Since the Yukon was so remote, word of this find spread relatively slowly for almost a year. On July 17, 1897, eleven months after the initial discovery of gold, the steamship Portland arrived in Seattle from Dawson with “more than a ton of gold”, according to the Seattle Post-Intelligencer. With that pronouncement, the Klondike Gold Rush was on!

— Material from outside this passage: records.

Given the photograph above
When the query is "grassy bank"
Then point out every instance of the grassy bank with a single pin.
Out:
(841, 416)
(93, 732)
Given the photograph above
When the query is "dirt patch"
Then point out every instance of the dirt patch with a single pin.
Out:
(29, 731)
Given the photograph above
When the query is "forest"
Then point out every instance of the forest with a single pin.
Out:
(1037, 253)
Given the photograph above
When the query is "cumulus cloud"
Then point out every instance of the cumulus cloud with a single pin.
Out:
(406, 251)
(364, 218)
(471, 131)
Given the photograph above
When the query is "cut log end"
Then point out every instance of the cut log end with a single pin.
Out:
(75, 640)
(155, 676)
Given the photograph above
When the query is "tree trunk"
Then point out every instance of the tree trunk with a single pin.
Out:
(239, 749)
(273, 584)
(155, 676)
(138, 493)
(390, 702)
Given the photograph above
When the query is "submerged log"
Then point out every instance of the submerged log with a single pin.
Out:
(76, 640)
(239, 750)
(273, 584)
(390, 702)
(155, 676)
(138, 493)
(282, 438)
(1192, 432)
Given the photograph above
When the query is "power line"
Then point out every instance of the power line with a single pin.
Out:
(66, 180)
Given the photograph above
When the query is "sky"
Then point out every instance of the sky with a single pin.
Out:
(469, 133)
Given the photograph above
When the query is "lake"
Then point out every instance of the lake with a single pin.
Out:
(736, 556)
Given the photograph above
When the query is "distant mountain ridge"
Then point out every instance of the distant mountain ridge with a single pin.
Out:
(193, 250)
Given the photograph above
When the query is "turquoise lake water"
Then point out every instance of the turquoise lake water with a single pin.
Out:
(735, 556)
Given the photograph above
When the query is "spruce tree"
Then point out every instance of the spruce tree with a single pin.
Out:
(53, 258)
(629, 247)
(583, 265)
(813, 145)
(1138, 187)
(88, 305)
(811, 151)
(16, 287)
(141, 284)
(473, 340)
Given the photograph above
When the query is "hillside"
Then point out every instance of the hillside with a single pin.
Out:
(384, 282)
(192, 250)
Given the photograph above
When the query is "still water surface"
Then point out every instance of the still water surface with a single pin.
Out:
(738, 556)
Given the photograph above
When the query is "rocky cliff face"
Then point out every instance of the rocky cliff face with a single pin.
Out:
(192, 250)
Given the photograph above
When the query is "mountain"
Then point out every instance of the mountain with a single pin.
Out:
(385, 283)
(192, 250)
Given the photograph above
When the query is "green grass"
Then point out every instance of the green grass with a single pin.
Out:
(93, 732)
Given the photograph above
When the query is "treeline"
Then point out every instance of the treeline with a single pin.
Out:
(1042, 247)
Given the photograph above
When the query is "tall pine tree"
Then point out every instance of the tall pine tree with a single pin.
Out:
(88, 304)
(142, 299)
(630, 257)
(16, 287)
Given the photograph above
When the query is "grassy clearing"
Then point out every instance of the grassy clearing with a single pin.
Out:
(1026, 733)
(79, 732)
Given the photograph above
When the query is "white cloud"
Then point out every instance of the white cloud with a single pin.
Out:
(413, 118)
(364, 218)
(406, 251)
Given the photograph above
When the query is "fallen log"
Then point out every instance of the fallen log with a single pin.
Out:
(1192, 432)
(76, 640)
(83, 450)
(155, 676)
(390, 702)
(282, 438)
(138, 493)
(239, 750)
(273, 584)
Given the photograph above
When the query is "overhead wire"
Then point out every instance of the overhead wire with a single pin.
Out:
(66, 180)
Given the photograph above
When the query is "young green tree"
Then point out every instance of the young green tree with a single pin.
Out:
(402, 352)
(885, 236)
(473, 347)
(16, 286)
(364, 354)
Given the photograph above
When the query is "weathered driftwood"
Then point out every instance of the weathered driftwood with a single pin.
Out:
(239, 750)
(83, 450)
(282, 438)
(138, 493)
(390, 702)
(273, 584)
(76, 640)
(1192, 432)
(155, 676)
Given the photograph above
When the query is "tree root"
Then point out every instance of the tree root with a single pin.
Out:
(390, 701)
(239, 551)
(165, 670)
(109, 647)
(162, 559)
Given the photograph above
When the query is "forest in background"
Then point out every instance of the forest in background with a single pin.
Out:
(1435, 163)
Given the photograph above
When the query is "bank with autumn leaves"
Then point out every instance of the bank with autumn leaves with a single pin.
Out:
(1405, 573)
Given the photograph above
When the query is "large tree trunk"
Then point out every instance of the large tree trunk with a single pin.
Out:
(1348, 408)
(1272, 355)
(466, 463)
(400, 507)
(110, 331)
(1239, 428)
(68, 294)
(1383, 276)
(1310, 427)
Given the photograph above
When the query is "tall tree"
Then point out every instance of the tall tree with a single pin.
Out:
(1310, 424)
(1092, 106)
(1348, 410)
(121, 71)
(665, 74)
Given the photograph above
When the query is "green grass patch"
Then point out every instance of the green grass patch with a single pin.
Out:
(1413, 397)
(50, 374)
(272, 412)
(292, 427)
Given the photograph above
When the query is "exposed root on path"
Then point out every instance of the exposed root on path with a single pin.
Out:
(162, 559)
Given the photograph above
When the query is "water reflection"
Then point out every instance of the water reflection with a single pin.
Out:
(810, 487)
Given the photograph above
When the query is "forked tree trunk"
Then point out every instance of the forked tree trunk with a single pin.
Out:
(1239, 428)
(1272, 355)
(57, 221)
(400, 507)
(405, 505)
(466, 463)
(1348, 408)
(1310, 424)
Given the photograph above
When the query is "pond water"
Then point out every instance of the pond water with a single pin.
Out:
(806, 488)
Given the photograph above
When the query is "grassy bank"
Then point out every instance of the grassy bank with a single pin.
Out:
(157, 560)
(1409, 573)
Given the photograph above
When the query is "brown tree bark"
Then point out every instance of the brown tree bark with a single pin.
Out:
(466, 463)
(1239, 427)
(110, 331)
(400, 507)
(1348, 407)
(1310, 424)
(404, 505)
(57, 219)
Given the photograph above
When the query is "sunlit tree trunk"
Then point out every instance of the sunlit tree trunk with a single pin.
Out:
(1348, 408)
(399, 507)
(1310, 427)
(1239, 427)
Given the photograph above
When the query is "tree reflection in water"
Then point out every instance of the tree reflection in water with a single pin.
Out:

Within six months, approximately 100,000 gold-seekers set off for the Yukon. Only 30,000 completed the trip. Many Klondikers died, or lost enthusiasm and either stopped where they were, or turned back along the way. The trip was long, arduous, and cold. Klondikers had to walk most of the way, using either pack animals or sleds to carry hundreds of pounds of supplies. The Northwest Mounted Police in Canada required that all Klondikers bring a year’s worth of supplies with them. Even so, starvation and malnutrition were serious problems along the trail. The story of the Klondiker who boiled his boots to drink the broth was widely reported, and may well have been true. Cold was another serious problem along the trail. Winter temperatures in the mountains of northern British Columbia and the Yukon were normally -20 degrees F., and temperatures of -50 degrees F. were not unheard of. Tents were usually the warmest shelter a Klondiker could hope for.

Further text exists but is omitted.